Menurut Wamenlu, langkah individual seperti negosiasi bilateral yang dilakukan beberapa negara, termasuk Indonesia dan Vietnam, kurang efektif. "Kalau kita masih berkomitmen kepada sistem multilateral, semestinya kita ramai-ramai membawa AS ke WTO karena yang dilakukan oleh Presiden Trump melanggar prinsip-prinsip WTO," ujar Wamenlu dalam diskusi "Dinamika dan Perkembangan Dunia Terkini: Geopolitik, Keamanan, dan Ekonomi Global" di Jakarta.
Wamenlu menekankan bahwa tindakan AS tersebut melanggar beberapa prinsip WTO, termasuk prinsip most favoured nation dengan memberlakukan tarif tinggi terhadap produk China dan permintaan penurunan PPN kepada Indonesia yang bertentangan dengan prinsip national treatment. Beliau percaya bahwa gugatan bersama ke WTO akan lebih efektif dan menunjukkan kepercayaan negara-negara terhadap sistem multilateral yang saat ini tengah teruji.
Langkah Kolektif Negara Terdampak
Wamenlu Arrmanatha Nasir menjelaskan bahwa gugatan bersama ke WTO merupakan strategi yang lebih jitu dibandingkan dengan negosiasi bilateral. Hal ini dikarenakan kekuatan kolektif dari negara-negara yang terdampak akan lebih efektif dalam menekan AS untuk mematuhi aturan WTO. Selain itu, langkah ini juga akan memperlihatkan komitmen bersama terhadap sistem perdagangan multilateral yang saat ini tengah dipertanyakan.
Indonesia sendiri, menurut Wamenlu, tengah mempertimbangkan pengiriman tim negosiasi ke AS. Namun, beliau tetap menekankan pentingnya langkah kolektif sebagai solusi yang lebih efektif dan berkelanjutan.
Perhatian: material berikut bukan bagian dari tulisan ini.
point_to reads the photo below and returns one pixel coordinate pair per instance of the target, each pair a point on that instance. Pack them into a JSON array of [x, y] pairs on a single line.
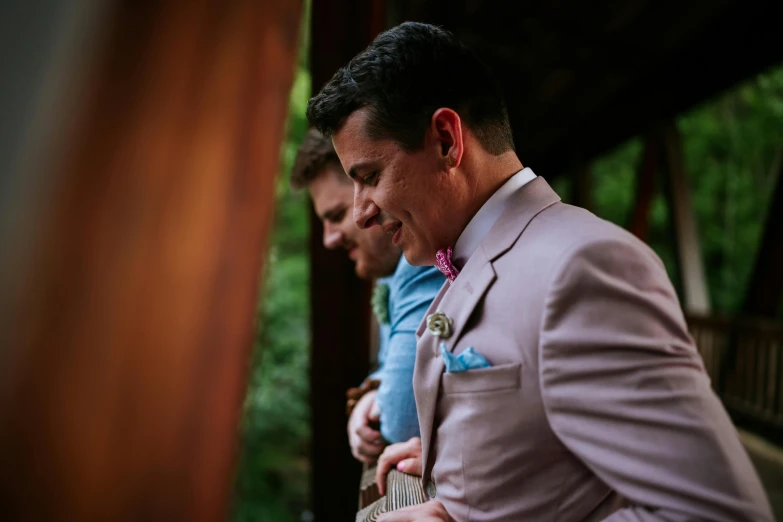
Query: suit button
[[431, 491]]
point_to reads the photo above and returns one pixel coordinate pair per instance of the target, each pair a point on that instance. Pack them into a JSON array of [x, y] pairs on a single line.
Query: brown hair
[[314, 155]]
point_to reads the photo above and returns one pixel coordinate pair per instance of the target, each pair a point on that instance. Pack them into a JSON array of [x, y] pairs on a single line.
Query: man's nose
[[333, 238], [365, 210]]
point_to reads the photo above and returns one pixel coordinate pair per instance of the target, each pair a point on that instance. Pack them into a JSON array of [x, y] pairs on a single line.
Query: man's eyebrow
[[353, 173], [332, 212]]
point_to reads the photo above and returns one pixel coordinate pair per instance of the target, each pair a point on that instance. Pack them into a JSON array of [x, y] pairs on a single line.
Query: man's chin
[[417, 258]]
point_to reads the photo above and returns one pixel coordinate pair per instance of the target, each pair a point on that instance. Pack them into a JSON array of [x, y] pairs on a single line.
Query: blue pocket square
[[467, 360]]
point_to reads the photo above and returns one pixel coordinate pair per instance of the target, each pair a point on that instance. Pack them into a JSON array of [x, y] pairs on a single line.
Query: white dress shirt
[[482, 222]]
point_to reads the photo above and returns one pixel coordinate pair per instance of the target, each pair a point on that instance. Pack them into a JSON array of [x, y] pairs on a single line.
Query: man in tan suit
[[596, 405]]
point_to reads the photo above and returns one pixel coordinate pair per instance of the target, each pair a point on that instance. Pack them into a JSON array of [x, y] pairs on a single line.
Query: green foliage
[[733, 149], [272, 479]]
Dengan bersatu, negara-negara yang terdampak dapat mengirimkan pesan yang kuat kepada AS dan memperkuat posisi mereka dalam menghadapi kebijakan proteksionis tersebut.
Lebih lanjut, Wamenlu juga mengingatkan pentingnya perhitungan yang matang dalam merespon kebijakan tarif impor AS. Langkah-langkah mitigasi harus dipersiapkan dengan baik untuk meminimalisir dampak negatif terhadap perekonomian nasional.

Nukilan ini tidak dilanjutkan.